Causal Inference with Spatial Data

(ArcGIS 10 for Economics Research)

Lecture 1

Introduction


Masayuki Kudamatsu

5 October, 2018


Press SPACE to proceed.
To go back to the previous slide, press SHIFT+SPACE.

Today's road map

1. Why GIS for economics?

2. Satellite images and scanned old maps

3. GIS software

4. Polygon, polyline, point, and raster

5. Coordinate systems

1. Why GIS for economics?

Reason #1

More feasible research questions

Satellite images & old maps (this lecture)

Merge datasets by proximity (Lecture 2)

e.g., weather data with survey data

Estimate the spillover effect on the control group (Lecture 3)

Reason #2

More credible identification strategy

Control for more covariates / fixed effects (Lectures 3, 5)

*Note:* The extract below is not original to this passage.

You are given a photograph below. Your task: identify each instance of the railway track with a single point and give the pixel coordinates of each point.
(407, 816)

Instruments (Lectures 4, 6)

RD-design (Lectures 7)

2. Satellite images & old maps

Satellite image example #1

Deforestation in Indonesia

(Burgess et al. 2012)

# of districts in a province $\uparrow$

$\Rightarrow$ Each district govt official engages in Cournot competition in selling (illegal) logging permits

$\Rightarrow$ Deforestation in the province $\uparrow$

Cannot rely on official stats of logging

$\Rightarrow$ Use satellite images

  • Spatial resolution: 250m x 250m pixel
  • Data: electromagnetic radiation strength in 36 bands of spectrum
  • Develop algorithm to convert radiation patterns to forest coverage

Pixel-level data on deforestation

(Figure I of Burgess et al. 2012)

District-level data on deforestation

(Figure II of Burgess et al. 2012)

  • We will learn how to aggregate satellite image data into administrative zones in Lecture 5

Satellite image example #2

Nighttime light 1992

(Source: Version 4 DMSP-OLS Nighttime Lights Time Series)

Satellite image example #2

Nighttime light 2013

(Source: Version 4 DMSP-OLS Nighttime Lights Time Series)

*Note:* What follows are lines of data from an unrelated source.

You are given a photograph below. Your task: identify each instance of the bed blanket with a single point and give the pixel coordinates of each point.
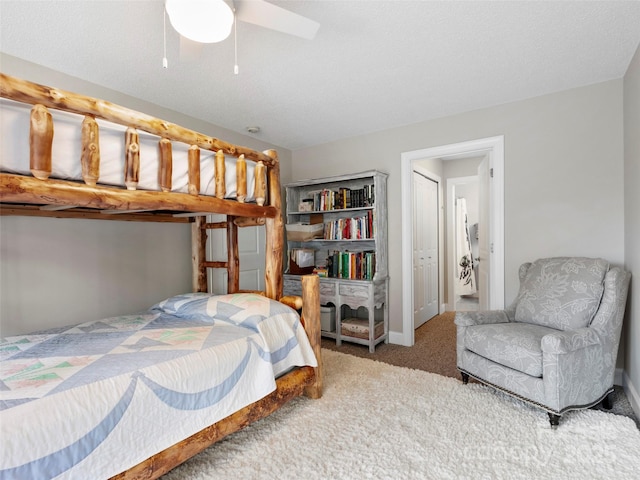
(92, 400)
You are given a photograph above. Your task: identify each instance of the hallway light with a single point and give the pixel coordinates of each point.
(204, 21)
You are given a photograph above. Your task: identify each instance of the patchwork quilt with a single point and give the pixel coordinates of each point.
(94, 399)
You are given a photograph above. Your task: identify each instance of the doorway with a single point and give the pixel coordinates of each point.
(463, 228)
(493, 147)
(426, 286)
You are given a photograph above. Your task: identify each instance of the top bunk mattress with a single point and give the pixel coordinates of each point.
(67, 149)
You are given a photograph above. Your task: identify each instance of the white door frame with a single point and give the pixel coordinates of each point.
(438, 181)
(495, 147)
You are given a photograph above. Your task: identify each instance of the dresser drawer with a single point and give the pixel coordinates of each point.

Nighttime light in top 5 econ journals

Henderson et al (2012): correlate with real GDP growth

Pinkovskiy & Sala-i-Martin (2016): accuracy of GDP versus household surveys

Michalopoulos & Papaioannou (2013, 2014), Alesina et al (2016): measure ethnicity-level development in Africa

Hodler & Raschky (2014): Presidents' home region brighter

Storeygard (2016): Impact of trade infrastructure in Africa

Henderson et al (2018): Geographic correlates of light

Campante and Yanagizawa-Drott (2018): Impact of air links

For more satellite image examples, see a survey by Donaldson and Storeygard (2016).

Old map example #1

Road building in Kenya

(Burgess et al. 2015)

Digitize Michelin maps for Kenya since 1961

Track road network expansion over time

  • We will learn line length calculation in Lectures 6 and 7

See if the president's ethnic group gets more roads built than other groups

Digitizing old maps

(source: Remi Jedwab's presentation slide)

Old map example #2

Ethnic homelands in Africa

Drawn by Murdock (1959)

Digitized by Nunn (2008), to match ethnicity-level data on slave trade with country-level data (Lecture 4)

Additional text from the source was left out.